ECLI:NL:HR:2008:BC7429

Hoge Raad

Datum uitspraak
18 april 2008
Publicatiedatum
5 april 2013
Zaaknummer
C07/044HR
Instantie
Hoge Raad
Type
Uitspraak
Rechtsgebied
Civiel recht
Procedures
  • Cassatie
Rechters
  • D.H. Beukenhorst
  • O. de Savornin Lohman
  • P.C. Kop
  • A. Hammerstein
  • J.C. van Oven
  • E.J. Numann
Vindplaatsen
  • Rechtspraak.nl
AI samenvatting door LexboostAutomatisch gegenereerd

Inbreuk op merkrechten en bewijslastverdeling in het kader van uitputting van merkrechten

In deze zaak gaat het om een inbreukactie van de merkhouder en licentiehouder Lancaster c.s. tegen de exploitant van een internetwinkel die cosmeticaproducten aanbiedt. De zaak is gestart met een dagvaarding op 30 oktober 2000 door Lancaster c.s. tegen de verweerders, waarbij zij vorderden dat de verweerders zouden worden verboden inbreuk te maken op hun merkrechten en exclusieve licentierechten. De rechtbank 's-Hertogenbosch heeft in een tussenvonnis van 1 oktober 2003 Lancaster c.s. toegelaten tot bewijslevering, maar heeft in een eindvonnis van 21 juli 2004 de vordering afgewezen en het beslag opgeheven. Lancaster c.s. hebben hoger beroep ingesteld, maar het gerechtshof te 's-Hertogenbosch heeft op 7 november 2006 de vonnissen van de rechtbank bekrachtigd.

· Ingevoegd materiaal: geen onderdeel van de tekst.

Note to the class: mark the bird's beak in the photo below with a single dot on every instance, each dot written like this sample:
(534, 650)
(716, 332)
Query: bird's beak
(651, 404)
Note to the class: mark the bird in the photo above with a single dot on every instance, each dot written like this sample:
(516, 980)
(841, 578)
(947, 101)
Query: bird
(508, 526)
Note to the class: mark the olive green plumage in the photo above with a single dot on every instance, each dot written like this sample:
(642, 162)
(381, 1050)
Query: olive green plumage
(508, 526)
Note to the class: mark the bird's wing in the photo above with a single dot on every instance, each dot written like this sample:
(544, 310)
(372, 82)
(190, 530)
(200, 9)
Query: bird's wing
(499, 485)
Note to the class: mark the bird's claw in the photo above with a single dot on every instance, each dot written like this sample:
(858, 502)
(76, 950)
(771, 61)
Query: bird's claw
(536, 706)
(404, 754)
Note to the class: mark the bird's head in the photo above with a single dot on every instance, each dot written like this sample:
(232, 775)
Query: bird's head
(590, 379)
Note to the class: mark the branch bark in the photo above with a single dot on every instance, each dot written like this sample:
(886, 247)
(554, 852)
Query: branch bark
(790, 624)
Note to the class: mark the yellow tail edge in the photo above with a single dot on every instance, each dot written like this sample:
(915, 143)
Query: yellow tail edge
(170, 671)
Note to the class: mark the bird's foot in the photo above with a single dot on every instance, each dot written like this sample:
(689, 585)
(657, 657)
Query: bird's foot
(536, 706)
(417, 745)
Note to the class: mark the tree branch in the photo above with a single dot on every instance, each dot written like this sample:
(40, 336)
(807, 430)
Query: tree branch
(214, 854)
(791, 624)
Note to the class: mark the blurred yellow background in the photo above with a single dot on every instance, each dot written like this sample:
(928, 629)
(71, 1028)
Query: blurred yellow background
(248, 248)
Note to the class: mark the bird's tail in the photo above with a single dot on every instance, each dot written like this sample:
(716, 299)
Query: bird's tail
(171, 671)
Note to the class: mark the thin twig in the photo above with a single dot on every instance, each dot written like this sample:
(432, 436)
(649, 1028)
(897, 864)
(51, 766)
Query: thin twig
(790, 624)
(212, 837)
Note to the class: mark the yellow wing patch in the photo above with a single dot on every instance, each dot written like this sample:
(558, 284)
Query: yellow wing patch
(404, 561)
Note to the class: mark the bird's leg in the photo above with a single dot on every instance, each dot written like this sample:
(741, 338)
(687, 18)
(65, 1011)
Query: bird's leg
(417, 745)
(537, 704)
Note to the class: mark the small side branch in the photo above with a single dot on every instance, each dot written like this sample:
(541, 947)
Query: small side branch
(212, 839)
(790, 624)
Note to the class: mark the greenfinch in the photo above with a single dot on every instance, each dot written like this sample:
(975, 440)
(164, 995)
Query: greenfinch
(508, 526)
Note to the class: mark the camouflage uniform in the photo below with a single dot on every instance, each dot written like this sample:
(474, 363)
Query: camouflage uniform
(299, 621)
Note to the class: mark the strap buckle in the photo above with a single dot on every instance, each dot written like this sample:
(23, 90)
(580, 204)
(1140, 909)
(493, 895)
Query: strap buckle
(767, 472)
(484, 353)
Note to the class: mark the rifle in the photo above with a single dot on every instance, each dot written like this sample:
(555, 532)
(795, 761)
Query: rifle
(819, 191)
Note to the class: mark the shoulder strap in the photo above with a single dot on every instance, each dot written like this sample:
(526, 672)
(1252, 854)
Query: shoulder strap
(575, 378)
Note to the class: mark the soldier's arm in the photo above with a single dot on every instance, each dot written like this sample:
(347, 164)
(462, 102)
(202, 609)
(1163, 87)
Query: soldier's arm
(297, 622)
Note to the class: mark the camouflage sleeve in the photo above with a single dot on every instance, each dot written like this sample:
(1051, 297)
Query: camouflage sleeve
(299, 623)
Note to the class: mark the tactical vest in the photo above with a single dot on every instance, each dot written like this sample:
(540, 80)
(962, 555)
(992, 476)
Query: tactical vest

Lancaster c.s. hebben vervolgens cassatie ingesteld bij de Hoge Raad. De Hoge Raad heeft op 18 april 2008 het arrest van het gerechtshof vernietigd en de zaak verwezen naar het gerechtshof te Arnhem voor verdere behandeling. De Hoge Raad oordeelde dat het hof ten onrechte de bewijslast bij Lancaster c.s. had gelegd, terwijl de verweerders zich op de uitputting van het merkrecht beroepen. De Hoge Raad benadrukte dat de bewijslast in dit geval bij de verweerders ligt, die moeten aantonen dat de producten door of met toestemming van Lancaster c.s. buiten de Europese Economische Ruimte (EER) in de handel zijn gebracht.

De uitspraak van de Hoge Raad heeft belangrijke implicaties voor de bewijslastverdeling in merkrechtszaken, vooral in situaties waarin de uitputting van merkrechten aan de orde is. De beslissing benadrukt dat de merkhouder in beginsel moet bewijzen dat de producten buiten de EER zijn verhandeld, maar dat de verweerder moet aantonen dat de producten binnen de EER zijn verhandeld met toestemming van de merkhouder. De Hoge Raad heeft de kosten van het geding in cassatie aan de zijde van Lancaster c.s. begroot op € 465,50 aan verschotten en € 2.600,-- voor salaris.

Uitspraak

18 april 2008
Eerste Kamer
Nr. C07/044HR
IV/TT
Hoge Raad der Nederlanden
Arrest
in de zaak van:
De vennootschappen naar buitenlands recht
1. JOOP! GmbH,
2. JILL SANDER A.G.,
3. CHOPARD & Cie S.A.,
4. DAVIDOFF S.A.,
5. (PRESTOGE)LANCASTER GROUP GmbH,
gevestigd in Zwitserland en Duitsland,
EISERS tot cassatie,
advocaat: mr. T. Cohen Jehoram,
t e g e n
1. [Verweerder 1],
2. [Verweerster 2],
beiden wonende te [woonplaats],
VERWEERDERS in cassatie,
advocaat: mr. F.E. Vermeulen.
Partijen zullen hierna ook worden aangeduid als Lancaster c.s. en [verweerders].
1. Het geding in feitelijke instanties
Lancaster c.s. hebben bij exploot van 30 oktober 2000 [verweerders] gedagvaard voor de rechtbank 's-Hertogenbosch en gevorderd, kort gezegd, [verweerders] te verbieden inbreuk te maken op hun merkrechten dan wel exclusieve licentierechten, met nevenvorderingen waaronder veroordeling tot schadevergoeding.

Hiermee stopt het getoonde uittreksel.